Some of the most impressive works are the incredibly realistic graphite drawings and breathtakingly futuristic miniatures from times when digital animation was still a euphoric dream. In 1956, for example, I. M. Pei had the idea to replace Grand Central Station with a circular office building, higher than the Empire State Building. The architect designed an hourglass-shaped tower with 102 floors and intersecting steel girders that, according to the Architectural Record, would have withstood “even a nuclear bomb.” The project was never realized, but, still, it is arguably Pei's best project.
The vision of Frank Lloyd Wright for Ellis Island, a few years later (1959), was as colorful as a circus tent. Several interlinked towers and domes formed a star-shaped conglomerate of buildings that would have welcomed the visitors and newcomers, if only it had been realized . . . Not to mention one of the wildest ideas ever, the “Dome Over Manhattan” (1960) by R. Buckminster Fuller. The underlying idea was to cover part of Manhattan with a dome to better regulate climate and reduce energy consumption—a project that the city could use today, more than ever.

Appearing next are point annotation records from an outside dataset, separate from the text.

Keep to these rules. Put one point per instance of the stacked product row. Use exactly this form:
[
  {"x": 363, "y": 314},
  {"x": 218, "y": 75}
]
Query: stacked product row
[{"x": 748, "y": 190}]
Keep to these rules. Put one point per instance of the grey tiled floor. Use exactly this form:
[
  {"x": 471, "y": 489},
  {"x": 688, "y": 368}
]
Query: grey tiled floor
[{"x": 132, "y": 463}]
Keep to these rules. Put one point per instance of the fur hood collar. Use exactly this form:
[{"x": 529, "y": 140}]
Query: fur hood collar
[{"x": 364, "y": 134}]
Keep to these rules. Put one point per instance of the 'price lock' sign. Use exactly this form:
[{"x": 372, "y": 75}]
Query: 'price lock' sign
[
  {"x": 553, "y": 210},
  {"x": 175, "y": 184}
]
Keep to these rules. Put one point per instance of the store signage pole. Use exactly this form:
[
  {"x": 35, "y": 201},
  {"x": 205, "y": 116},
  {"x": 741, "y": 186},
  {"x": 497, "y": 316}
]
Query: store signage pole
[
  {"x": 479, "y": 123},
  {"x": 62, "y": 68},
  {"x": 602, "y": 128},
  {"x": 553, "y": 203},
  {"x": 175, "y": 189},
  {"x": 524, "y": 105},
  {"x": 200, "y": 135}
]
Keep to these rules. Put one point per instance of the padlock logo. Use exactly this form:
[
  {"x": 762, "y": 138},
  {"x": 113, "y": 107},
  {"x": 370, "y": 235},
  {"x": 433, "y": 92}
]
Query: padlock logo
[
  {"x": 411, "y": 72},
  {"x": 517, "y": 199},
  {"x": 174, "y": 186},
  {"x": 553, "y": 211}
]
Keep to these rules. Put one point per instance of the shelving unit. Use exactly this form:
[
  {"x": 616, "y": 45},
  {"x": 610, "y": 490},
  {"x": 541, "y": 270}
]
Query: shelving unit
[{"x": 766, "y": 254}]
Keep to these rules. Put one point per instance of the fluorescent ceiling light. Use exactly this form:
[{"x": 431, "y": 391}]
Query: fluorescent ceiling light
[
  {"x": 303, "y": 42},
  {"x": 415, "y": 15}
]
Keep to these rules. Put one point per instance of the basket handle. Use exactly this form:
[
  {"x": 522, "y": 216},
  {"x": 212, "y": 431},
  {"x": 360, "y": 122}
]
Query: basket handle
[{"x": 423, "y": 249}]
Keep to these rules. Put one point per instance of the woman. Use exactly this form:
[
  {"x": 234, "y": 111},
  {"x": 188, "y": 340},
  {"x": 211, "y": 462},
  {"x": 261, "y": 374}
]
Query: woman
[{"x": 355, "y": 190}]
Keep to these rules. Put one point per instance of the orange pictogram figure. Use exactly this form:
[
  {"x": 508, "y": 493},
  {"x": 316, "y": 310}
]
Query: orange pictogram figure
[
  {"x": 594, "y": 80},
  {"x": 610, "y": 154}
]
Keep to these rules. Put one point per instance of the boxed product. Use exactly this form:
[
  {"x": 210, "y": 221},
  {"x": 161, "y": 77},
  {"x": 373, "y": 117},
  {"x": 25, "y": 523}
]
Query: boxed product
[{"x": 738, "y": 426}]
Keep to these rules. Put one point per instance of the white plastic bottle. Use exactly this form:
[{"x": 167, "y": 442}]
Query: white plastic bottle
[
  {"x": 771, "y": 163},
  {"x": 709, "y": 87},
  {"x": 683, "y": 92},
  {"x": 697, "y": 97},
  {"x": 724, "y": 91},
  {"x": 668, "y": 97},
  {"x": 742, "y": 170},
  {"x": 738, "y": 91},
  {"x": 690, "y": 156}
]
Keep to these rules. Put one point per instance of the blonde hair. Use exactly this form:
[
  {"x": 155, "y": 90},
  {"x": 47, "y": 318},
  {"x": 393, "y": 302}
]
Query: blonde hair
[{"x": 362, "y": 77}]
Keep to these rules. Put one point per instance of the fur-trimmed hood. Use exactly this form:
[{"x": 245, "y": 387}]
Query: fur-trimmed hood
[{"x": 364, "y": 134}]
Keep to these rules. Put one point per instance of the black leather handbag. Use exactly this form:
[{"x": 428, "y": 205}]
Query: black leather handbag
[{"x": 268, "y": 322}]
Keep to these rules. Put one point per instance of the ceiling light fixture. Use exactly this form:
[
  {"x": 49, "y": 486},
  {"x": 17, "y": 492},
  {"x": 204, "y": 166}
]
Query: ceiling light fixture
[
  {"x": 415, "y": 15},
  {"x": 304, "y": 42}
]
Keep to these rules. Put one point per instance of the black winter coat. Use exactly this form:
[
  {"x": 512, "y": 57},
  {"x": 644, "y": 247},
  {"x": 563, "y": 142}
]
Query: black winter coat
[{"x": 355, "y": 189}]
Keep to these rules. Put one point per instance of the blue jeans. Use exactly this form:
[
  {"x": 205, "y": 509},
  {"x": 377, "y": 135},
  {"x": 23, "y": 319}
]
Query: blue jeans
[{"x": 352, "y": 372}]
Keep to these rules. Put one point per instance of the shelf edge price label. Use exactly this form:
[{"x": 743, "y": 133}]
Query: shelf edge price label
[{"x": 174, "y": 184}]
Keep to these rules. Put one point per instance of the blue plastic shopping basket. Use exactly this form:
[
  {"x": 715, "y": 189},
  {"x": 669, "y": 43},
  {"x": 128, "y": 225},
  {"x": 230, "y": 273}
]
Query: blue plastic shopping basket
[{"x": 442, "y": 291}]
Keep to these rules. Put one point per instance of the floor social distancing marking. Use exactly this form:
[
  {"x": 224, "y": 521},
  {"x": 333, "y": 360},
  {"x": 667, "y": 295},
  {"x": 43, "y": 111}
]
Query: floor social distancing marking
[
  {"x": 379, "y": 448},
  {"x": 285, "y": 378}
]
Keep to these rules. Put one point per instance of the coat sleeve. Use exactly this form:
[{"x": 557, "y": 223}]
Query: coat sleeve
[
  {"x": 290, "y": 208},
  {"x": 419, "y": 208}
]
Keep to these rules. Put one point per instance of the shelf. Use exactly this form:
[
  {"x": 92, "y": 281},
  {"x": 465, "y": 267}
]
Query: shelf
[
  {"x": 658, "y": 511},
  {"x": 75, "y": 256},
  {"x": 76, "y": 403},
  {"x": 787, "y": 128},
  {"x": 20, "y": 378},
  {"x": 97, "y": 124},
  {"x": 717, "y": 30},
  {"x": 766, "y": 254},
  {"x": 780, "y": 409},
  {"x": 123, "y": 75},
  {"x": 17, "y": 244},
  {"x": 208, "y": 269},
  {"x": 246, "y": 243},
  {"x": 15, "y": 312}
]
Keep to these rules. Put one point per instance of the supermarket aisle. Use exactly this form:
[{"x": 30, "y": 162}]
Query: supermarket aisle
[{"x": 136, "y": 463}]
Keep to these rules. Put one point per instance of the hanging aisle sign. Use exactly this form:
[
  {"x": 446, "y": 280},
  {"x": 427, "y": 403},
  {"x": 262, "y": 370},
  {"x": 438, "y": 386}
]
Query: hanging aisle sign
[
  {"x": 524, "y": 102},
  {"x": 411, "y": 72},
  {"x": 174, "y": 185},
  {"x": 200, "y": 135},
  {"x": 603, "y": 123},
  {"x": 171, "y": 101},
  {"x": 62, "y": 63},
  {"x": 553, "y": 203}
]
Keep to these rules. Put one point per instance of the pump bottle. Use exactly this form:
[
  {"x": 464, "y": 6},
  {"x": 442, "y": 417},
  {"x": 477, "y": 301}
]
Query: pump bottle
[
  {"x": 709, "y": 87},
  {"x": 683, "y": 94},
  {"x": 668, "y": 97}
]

The highlight of the exhibition is an enormous, bridged room with a true-to-scale reproduction of New York City’s five boroughs that show all those unrealized buildings as luminescent sculptures. It offers a glowing, alternative vision of the city, an invitation to journey beyond the boundaries of the present to a phantom realm: while traditional exhibitions deal with the ruins of the past, here the ghosts of the future become visible.
'Never Built', co-curated by Sam Lubell and Greg Goldin, Queens Museum, New York.